Ces bio-constructions sont l’œuvre d’un ver marin, l’hermelle, qui les réalise en collant grains de sable et fragments de coquillages. À marée haute, les récifs d’hermelles sont des zones de nourriceries pour de nombreuses espèces de poissons et à marée basse, elles attirent les oiseaux du littoral. Désormais, nous serons encore plus attentifs à l’endroit où nous poserons les pieds aux abords des « poulics ».

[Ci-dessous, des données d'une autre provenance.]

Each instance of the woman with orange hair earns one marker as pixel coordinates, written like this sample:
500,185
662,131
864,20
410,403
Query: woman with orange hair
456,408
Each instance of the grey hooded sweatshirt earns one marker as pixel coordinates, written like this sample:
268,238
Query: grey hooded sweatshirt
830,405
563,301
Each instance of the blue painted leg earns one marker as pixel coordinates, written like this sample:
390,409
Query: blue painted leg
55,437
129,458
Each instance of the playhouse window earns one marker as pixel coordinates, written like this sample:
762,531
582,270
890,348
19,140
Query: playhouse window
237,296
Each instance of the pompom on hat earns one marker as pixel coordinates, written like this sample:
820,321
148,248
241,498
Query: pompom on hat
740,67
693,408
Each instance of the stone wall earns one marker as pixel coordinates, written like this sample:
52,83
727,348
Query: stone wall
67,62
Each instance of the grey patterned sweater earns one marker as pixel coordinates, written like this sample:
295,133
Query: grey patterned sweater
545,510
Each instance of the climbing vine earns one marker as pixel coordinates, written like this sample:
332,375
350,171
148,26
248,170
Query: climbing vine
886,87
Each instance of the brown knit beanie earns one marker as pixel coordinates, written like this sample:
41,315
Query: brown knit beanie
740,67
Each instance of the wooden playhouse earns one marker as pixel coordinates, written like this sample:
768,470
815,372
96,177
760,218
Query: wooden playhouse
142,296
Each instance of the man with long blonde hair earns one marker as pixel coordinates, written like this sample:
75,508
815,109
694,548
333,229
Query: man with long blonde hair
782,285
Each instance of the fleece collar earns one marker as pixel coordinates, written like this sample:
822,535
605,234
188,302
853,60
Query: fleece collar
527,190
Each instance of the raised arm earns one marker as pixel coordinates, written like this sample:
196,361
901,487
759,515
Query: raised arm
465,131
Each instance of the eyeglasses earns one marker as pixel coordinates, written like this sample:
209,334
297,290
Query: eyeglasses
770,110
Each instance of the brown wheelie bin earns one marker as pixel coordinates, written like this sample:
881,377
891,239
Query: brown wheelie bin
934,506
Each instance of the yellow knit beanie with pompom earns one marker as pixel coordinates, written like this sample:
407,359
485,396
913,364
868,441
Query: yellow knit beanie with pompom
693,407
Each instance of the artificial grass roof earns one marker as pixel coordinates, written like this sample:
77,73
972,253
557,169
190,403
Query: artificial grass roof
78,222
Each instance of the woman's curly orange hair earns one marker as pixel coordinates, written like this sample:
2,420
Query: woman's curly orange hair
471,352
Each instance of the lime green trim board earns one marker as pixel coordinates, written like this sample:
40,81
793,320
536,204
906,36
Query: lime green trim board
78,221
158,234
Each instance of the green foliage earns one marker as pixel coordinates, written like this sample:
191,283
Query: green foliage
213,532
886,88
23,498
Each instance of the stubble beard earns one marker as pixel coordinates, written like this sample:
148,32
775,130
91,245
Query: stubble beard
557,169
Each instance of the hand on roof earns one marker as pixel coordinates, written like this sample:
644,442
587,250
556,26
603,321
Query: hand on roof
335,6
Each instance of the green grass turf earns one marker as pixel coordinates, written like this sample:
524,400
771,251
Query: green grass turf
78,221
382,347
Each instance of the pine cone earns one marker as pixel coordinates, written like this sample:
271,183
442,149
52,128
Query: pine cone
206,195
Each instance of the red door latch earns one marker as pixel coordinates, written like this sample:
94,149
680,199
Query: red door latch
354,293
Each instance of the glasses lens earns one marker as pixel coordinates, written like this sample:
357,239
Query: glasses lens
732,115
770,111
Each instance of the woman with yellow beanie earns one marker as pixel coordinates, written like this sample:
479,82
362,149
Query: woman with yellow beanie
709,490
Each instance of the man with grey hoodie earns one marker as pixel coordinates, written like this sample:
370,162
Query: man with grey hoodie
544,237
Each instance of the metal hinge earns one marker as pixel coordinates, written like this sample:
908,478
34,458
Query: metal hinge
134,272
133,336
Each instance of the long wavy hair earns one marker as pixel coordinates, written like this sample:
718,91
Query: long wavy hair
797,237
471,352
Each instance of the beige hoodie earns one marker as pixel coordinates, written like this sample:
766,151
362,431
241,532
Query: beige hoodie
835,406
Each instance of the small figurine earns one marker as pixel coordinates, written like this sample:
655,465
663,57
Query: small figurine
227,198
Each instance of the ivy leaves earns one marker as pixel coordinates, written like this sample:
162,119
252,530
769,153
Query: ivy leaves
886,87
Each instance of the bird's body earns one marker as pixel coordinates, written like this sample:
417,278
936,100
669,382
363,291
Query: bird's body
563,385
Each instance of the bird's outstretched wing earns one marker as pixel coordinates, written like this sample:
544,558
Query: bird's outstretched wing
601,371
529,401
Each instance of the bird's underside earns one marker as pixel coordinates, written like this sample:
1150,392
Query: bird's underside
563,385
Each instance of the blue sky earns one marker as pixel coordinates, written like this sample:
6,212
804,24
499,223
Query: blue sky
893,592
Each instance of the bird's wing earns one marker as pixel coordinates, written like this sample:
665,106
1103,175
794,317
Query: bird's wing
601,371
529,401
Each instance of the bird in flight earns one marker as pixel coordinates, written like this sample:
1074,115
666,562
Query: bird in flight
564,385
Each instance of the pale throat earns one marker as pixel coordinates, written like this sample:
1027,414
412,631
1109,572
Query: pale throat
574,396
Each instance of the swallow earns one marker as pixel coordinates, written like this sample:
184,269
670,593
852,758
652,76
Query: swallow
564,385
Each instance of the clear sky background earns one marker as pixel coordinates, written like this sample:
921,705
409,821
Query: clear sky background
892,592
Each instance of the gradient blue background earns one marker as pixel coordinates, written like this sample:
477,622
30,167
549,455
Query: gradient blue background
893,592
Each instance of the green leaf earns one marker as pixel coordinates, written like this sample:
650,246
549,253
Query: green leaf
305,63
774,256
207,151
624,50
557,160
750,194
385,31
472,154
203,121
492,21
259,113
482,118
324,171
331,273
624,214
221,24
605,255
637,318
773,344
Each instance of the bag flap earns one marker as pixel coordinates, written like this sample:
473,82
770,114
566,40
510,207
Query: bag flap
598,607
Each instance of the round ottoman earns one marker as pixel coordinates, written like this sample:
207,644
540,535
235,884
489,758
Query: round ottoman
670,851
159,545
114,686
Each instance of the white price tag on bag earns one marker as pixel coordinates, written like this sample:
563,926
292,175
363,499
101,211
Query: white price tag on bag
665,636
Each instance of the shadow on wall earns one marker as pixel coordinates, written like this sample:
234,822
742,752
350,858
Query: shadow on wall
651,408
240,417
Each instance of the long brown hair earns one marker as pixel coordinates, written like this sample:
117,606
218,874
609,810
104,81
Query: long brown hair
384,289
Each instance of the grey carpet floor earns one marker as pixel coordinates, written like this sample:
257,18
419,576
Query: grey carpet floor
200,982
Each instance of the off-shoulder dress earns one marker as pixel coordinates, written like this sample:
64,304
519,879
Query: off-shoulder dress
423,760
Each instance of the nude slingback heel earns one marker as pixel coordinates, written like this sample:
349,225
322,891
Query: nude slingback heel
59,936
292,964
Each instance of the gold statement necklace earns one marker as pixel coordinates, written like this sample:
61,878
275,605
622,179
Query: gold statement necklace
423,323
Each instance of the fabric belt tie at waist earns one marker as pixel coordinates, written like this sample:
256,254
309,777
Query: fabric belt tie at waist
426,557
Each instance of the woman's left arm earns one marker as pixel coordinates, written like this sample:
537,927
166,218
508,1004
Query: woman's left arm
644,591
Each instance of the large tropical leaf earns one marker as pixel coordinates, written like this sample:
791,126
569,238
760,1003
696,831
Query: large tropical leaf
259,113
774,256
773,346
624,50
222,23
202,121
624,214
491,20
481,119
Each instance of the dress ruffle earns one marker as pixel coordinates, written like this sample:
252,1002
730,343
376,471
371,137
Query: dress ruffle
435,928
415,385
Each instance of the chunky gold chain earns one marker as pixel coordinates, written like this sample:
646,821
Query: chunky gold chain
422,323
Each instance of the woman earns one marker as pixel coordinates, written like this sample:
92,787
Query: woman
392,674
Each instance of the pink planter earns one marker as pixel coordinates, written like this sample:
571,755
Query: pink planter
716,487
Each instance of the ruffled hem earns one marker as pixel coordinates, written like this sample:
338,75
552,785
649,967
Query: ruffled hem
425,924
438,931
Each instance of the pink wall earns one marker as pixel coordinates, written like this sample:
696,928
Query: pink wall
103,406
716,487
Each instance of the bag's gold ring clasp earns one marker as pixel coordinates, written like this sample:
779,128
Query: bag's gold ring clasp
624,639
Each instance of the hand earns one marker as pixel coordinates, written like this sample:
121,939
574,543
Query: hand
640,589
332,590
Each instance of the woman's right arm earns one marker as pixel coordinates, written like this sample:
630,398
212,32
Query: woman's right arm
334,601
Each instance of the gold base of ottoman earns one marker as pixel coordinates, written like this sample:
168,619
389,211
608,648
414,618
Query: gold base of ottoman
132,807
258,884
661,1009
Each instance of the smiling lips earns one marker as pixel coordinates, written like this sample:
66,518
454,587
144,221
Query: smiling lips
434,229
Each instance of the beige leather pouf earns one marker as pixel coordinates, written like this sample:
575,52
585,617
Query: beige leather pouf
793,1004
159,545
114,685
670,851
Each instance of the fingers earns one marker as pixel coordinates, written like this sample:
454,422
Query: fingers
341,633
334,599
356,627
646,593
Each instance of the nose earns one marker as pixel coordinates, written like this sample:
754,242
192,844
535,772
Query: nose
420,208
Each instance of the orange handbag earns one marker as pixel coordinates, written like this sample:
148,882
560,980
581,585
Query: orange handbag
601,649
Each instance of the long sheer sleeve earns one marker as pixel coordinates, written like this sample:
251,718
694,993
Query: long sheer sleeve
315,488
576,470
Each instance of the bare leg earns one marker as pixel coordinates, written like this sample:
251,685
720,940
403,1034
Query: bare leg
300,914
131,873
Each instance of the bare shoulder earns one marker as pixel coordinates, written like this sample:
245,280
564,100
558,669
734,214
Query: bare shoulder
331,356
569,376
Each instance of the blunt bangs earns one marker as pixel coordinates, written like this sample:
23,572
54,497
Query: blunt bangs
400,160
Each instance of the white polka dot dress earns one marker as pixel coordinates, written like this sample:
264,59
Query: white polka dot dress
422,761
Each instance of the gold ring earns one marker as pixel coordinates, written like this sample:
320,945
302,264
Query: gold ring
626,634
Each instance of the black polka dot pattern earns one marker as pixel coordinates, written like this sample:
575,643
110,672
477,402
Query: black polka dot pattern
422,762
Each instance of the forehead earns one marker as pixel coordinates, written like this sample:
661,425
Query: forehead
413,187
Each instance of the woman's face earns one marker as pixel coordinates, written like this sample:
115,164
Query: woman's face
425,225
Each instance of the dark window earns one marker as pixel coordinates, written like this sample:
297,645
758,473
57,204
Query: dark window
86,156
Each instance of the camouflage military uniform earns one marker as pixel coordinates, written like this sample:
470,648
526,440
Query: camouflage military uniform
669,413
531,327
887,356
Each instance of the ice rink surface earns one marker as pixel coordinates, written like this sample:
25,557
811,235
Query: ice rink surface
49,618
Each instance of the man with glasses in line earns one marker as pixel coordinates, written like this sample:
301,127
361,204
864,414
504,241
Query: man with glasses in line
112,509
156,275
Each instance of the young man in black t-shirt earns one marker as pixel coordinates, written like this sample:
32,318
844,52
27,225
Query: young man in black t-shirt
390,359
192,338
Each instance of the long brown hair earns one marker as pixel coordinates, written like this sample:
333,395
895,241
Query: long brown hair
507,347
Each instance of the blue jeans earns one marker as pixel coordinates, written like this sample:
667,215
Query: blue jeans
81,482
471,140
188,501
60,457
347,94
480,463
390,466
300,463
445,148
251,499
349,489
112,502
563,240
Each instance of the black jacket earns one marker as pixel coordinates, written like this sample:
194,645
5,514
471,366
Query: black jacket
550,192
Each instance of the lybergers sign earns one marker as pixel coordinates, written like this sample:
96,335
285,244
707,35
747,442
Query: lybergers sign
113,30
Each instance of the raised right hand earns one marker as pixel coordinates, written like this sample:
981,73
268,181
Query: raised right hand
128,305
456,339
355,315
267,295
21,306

Le ver marin qui donne son sang
Après cette (trop) courte promenade et s’être donné bonne conscience en glanant quelques déchets plastique, Amandine nous invite à prendre une collation à « Ty
Trezma ».
En se serrant bien, nous prenons place autour de la table sur laquelle sont disposées des cartes de jeu.
Pendant que les boissons sont préparées et servies, Martine évoque avec passion l’aventure humaine et scientifique de Franck Zal, docteur en biologie
marine.
En 2007, ce dernier décide de quitter le CNRS et fonde Hemarina, un laboratoire biopharmaceutique implanté à Morlaix et spécialisé dans le développement de produits
de santé reposant sur les formidables propriétés de l’hémoglobine extracellulaire du ver marin arénicole.
Longtemps ignoré par les instances françaises, Franck Zal a été obligé de se tourner vers l’étranger, notamment l’Europe et les États-Unis. Pourtant, les potentiels
débouchés liés au « plasma » de l’arénicole sont nombreux et très prometteurs.
Finalement, en 2018, Franck Zal est élu Breton de l’année et Hemarina est consacrée entreprise innovante.
Grâce à Hemarina, l’arénicole est devenue le premier transporteur d’oxygène universel à visées thérapeutiques. Pas mal pour un modeste ver de vase qui nous sert
seulement d’appât, à nous pêcheurs.

Ok pour jouer mais... sérieusement
Après cet éclairage instructif, c’est le moment pour Capucine, la stagiaire de l’équipe, de nous proposer de participer, en avant-première, à un jeu dit sérieux
qu’elle a conçu et réalisé dans le cadre de ses études en Master 1 environnement littoral à l’IUFM de Brest.
Les participants sont invités à constituer des binômes. Et à chaque binôme est attribué un rôle en lien avec les activités maritimes de la baie (pêcheurs de loisir
et professionnels, parc marin, plongeurs, gestionnaire de port et même banc d’herbes marines).
Chacun prenant son rôle au sérieux (d’où le qualificatif du jeu), s’ensuit un échange de vues tous azimuts qui permet de mesurer la complexité des questions
environnementales au regard des contraintes et des attentes des différents acteurs de la baie.

C’est sur cette touche finale ludique et conviviale que se termine notre visite à « Ty Trezma ». Et même si la récolte de déchets ne restera pas dans les annales,
les participants ont unanimement apprécié leur rencontre avec Ystopia, satisfaits d’avoir pu découvrir certains des nombreux petits secrets de la laisse de mer.
Un grand merci à Amandine, Oestebann et Capucine pour leur accueil chaleureux et le partage enthousiaste de leurs connaissances.